O julgamento no Supremo Tribunal Federal (STF) sobre a regra que eliminou o "voto de qualidade" no Conselho Administrativo de Recursos Fiscais (Carf) foi suspenso pela segunda vez, desta vez por um pedido de vista do ministro Alexandre de Moraes. A primeira "pausa" foi em abril, quando o ministro Luís Roberto Barroso pediu mais tempo para estudar a ação.
Na ocasião, o relator do caso, Marco Aurélio Mello, já havia votado para derrubar a nova norma. A análise então foi retomada na sexta-feira, 18, com o voto de Barroso, que empatou o julgamento ao votar pela constitucionalidade da emenda que pôs fim à antiga regra de desempate no Carf. No mesmo dia, no entanto, Moraes pediu vista, e ainda não há data para a deliberação ser retomada.
A novidade, em vigor desde abril do ano passado, foi questionada em três ações no STF, uma delas de autoria da Procuradoria-Geral da República (PGR).
Durante a tramitação no Congresso, uma emenda foi incluída no texto de uma medida provisória que tratava da negociação extrajudicial de créditos tributários existentes e constituídos. Na prática, o dispositivo mudou radicalmente a atuação do Carf, o que foi mantido pelo presidente Jair Bolsonaro na sanção do texto.
Segundo a lei, em caso de empate no julgamento de processo administrativo de determinação e exigência do crédito tributário, resolve-se em favor do contribuinte. Com isso, acaba o chamado "voto de qualidade", que, até então, permitia ao presidente de cada turma do Carf, sempre um representante da Fazenda Nacional, desempatar os julgamentos.

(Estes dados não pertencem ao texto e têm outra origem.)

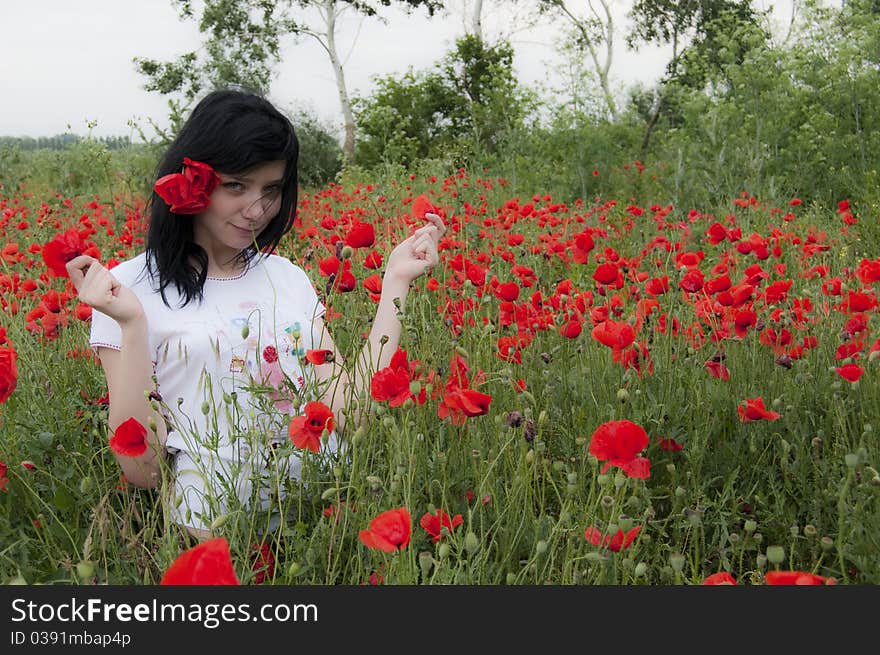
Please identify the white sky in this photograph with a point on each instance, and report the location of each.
(66, 63)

Relator do caso, o ministro Marco Aurélio Mello votou para derrubar o artigo que barra a aplicação do voto de qualidade nesses casos. A critica do ministro foi direcionada ao fato de a regra ter sido inserida durante as discussões da MP, mesmo sem relação direta entre o texto da medida e a inovação decidida pelos parlamentares – o que é conhecido como "jabuti".
"Não há conexão da matéria com o texto original. O cenário é de molde a reconhecer a crise legislativa há tempos existente na frágil democracia brasileira, marcada pela opção por atalhos à margem da Constituição Federal – o que, na quadra vivenciada, tem se mostrado regra, e não exceção", alertou Marco Aurélio.

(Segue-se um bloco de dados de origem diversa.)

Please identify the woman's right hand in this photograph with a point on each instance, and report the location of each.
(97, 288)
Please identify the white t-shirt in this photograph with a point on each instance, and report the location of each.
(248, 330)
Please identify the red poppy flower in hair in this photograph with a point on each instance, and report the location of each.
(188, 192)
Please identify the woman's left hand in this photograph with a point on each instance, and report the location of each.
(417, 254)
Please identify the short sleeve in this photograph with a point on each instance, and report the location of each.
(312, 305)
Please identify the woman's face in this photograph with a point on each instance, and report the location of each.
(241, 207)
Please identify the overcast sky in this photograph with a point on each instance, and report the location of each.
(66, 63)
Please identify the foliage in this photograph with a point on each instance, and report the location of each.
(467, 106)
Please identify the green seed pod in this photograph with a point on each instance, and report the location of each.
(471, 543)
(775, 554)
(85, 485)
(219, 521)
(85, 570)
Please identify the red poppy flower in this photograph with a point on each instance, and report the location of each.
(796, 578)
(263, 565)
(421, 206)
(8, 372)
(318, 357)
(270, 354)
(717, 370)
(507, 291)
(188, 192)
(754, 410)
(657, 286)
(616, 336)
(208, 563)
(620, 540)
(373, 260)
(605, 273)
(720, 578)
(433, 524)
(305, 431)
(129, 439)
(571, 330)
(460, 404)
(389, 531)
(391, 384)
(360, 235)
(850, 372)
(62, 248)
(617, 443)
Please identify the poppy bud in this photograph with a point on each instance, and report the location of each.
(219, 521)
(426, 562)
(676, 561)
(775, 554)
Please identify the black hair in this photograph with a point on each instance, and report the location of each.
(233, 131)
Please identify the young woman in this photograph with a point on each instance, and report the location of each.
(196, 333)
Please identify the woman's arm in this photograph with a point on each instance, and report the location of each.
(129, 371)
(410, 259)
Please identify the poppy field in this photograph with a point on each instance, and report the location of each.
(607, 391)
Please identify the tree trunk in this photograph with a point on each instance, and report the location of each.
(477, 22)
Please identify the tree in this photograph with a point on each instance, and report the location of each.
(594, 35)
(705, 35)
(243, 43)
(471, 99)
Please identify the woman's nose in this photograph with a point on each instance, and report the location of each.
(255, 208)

Barroso, no entanto, divergiu do decano. O ministro reconheceu que o STF não admite a prática da inserção de "jabutis" nas matérias legislativas, mas avaliou que neste caso existiria "dúvida razoável" sobre a pertinência temática entre a MP e a emenda parlamentar. Por isso, para o ministro, a necessidade de se discutir a regra em si seria mais importante do que o debate sobre a norma ser ou não um "jabuti".

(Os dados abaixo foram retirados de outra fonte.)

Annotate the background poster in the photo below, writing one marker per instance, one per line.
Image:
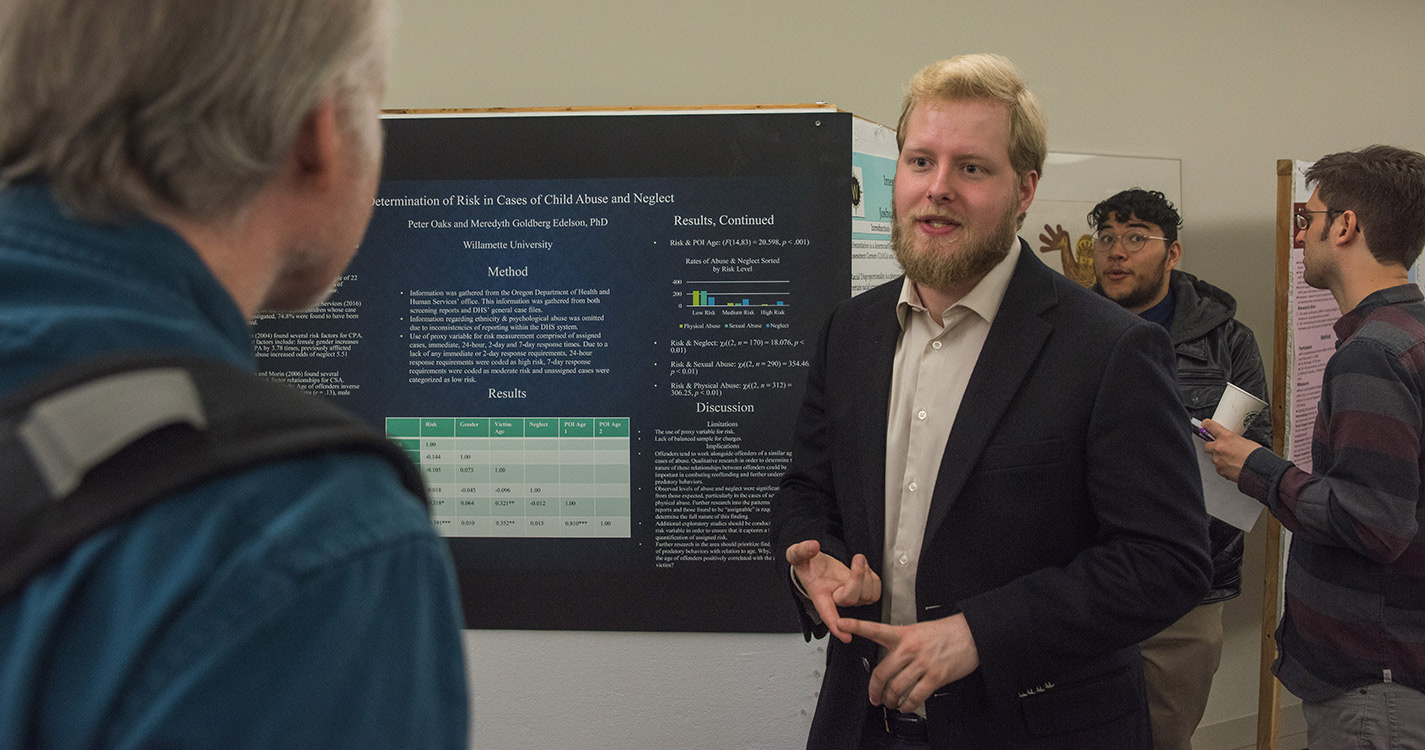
(592, 332)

"A caracterização do que sejam acréscimos impertinentes ainda se encontra em construção, fora das zonas de certeza positiva e negativa. No caso presente, todavia, considero ainda mais relevantes as dúvidas quanto à constitucionalidade da admissão ampla do voto de qualidade nos julgamentos do CARF", disse Barroso para, no mérito, declarar a nova norma constitucional.
O ministro anotou que o voto de qualidade num órgão como o Carf gera uma distorção. "O que se tem é a prevalência do entendimento de um julgador (representante da Fazenda) em relação aos demais. Isso é particularmente sensível no caso do CARF, porque, diferentemente de outros órgãos de contencioso administrativo, a sua competência recai sobre controvérsias em que há um interesse direto da Administração Tributária", afirmou Barroso.
O ministro ainda propôs em seu voto que o STF fixe uma tese no julgamento. A proposta de Barroso define como constitucional a extinção do voto de qualidade do presidente das turmas julgadoras do Carf, significando o empate decisão favorável ao contribuinte. Nessa hipótese, no entanto, a Fazenda Pública poderá ajuizar ação para tentar restabelecer o lançamento tributário.